ODEs (deterministic and continuous)
(ETH device) implements a quite complex biological mechanisim in order to count how many peaks the PoPS input signal has. We replicated the PoPS output signal of Division PoPper in a MATLAB format and we passed it as input file for the Counter MATLAB program made by ETH Zurich (we made some changes to Zurich code in order to allow full compatibility). In the input file we had to amplify a bit the PoPS signal.. In modelling this is not a problem. In reality this can probably be done by one of the device that will be competing this year (an amplifier, if we are not wrong).. We do love compositionality, because solves problems for you before you encounter them! :P.
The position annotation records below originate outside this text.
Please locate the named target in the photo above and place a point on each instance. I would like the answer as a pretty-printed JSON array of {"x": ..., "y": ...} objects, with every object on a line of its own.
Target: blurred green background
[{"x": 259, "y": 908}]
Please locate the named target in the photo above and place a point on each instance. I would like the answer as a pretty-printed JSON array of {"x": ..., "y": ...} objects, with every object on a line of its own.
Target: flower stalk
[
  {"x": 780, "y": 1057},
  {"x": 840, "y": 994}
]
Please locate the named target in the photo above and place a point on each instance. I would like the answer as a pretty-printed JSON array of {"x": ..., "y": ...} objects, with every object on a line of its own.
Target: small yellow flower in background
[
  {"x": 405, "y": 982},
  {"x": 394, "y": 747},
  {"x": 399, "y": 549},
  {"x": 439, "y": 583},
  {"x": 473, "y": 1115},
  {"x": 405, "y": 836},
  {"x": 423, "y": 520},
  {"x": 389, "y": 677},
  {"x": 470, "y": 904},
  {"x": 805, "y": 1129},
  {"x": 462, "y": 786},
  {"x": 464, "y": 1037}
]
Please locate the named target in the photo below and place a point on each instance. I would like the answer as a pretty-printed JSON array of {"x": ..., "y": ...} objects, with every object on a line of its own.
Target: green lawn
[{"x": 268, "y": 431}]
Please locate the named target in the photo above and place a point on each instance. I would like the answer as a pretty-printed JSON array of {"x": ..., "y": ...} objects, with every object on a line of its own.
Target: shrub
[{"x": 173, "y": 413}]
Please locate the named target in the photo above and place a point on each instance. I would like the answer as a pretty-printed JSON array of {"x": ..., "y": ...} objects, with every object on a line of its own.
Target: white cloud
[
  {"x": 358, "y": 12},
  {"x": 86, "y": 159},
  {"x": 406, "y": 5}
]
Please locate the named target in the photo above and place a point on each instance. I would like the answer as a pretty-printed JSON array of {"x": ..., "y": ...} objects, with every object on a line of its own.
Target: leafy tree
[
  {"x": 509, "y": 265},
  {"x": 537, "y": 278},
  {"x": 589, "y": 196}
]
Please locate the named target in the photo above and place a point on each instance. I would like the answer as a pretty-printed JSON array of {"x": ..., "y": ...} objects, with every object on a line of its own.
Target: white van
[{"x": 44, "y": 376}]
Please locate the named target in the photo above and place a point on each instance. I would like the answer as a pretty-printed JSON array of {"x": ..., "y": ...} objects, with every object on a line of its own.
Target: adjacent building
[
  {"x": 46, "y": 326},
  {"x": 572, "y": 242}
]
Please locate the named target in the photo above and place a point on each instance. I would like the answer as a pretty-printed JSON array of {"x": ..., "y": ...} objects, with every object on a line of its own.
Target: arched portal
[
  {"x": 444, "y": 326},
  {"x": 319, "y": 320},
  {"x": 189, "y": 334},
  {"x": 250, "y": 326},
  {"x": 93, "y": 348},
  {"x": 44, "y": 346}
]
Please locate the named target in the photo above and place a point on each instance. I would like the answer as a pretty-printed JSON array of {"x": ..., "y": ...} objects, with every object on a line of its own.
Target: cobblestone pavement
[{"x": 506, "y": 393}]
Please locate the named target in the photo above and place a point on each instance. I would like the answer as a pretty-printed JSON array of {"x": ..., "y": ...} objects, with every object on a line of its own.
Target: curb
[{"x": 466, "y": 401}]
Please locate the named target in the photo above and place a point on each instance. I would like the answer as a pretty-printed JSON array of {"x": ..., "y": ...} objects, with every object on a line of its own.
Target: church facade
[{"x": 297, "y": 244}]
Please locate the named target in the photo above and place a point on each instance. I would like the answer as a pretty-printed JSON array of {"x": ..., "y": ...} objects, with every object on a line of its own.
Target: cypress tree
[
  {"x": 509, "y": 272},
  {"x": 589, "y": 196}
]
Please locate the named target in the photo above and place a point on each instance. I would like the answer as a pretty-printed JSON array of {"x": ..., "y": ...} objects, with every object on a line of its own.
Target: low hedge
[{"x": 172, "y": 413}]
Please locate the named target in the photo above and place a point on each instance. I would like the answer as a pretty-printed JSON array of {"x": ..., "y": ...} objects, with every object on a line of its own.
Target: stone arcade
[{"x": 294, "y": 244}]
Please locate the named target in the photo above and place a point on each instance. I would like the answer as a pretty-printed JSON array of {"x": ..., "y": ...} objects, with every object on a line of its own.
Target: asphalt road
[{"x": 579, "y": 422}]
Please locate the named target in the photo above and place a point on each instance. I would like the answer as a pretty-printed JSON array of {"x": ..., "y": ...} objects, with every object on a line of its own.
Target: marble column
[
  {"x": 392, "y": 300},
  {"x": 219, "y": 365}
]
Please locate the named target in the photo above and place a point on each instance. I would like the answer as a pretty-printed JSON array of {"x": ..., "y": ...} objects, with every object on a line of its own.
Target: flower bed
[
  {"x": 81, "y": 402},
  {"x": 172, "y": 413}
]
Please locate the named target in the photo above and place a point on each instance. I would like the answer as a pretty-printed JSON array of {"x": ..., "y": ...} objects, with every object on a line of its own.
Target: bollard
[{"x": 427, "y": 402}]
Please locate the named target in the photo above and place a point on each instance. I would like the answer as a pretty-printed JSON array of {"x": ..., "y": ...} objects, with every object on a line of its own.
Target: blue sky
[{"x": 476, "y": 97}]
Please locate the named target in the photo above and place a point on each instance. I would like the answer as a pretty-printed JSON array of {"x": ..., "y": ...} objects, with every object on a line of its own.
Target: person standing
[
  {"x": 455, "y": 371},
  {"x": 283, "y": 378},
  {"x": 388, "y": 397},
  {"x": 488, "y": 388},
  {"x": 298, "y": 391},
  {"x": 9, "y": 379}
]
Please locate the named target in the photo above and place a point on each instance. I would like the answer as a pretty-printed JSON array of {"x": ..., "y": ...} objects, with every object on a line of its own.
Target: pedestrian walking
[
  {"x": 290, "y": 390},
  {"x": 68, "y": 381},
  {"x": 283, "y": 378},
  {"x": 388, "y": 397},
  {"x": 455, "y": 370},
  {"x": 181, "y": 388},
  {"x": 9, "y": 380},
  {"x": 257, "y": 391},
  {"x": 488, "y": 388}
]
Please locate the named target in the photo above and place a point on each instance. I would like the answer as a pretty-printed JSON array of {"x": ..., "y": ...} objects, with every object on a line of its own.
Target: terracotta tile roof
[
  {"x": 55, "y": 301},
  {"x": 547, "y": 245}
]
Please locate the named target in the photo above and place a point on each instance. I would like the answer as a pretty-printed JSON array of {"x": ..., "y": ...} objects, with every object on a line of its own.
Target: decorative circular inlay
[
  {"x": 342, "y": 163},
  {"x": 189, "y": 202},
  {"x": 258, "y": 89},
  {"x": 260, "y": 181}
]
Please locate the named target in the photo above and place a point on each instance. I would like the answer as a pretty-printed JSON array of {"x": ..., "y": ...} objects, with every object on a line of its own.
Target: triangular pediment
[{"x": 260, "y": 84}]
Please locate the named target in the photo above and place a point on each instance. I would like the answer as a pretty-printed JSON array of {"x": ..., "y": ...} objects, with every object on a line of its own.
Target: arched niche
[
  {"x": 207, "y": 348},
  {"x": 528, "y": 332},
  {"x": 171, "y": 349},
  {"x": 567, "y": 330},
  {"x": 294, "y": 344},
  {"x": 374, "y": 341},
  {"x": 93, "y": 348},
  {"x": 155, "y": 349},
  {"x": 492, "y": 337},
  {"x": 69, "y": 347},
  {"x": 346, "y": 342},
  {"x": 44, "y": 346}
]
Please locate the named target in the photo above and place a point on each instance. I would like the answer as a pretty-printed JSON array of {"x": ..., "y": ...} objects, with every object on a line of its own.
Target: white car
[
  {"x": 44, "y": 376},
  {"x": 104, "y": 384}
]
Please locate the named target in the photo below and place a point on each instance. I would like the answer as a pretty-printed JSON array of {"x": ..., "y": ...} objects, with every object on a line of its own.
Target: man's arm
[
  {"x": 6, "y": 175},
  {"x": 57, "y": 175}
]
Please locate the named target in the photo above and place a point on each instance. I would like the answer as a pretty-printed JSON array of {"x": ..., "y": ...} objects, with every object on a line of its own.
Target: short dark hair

What follow is the prediction made by ETH Zurich model code on our PoPS output signal (input for the Counter).
Results
Looking at the modelled behaviour of the device composed by the Division PoPper and the Counter is possible to see that compatibility is theoretical possible from a qualitative and quantitative point of view. The PoPS signal generate from the Division PopPer, through biological mechanism implemented into the ETH Counter device, is able to cause the rise of R2 at each first peak (thus counting to one) and to rise of R4 at each second following peak (thus counting to two). To confirm that the Counter is working on the PoPS signal, it is possible to see how:
- R1 senses (by going high) the first pulse front
- R2 senses (by going high) the descending front
- R3 senses (by going high) the next pulse front.
- R4 senses (by going high) the next descending front and so on.
References
1. Attila et al. Contributions of low molecule number and chromosomal positioning to Stochastic gene expression. Nature genetics, vol 37, number 9 Sep 2005.
2. Becskei, A., Boselli, M. G. & van Oudenaarden, A. Amplitude control of cell-cycle waves by nuclear import. Nat Cell Biol 6, 451-7 (2004).
3. Chu et al. Orientational control is an efficient control mechanism for phase switching in the E.coli fim system. Journal of Theoretical Biology 244(2007) 541- 551.
4. David Braun et al. Parameter estimation for two synthetic gene networks: A case study. IEEE 2005.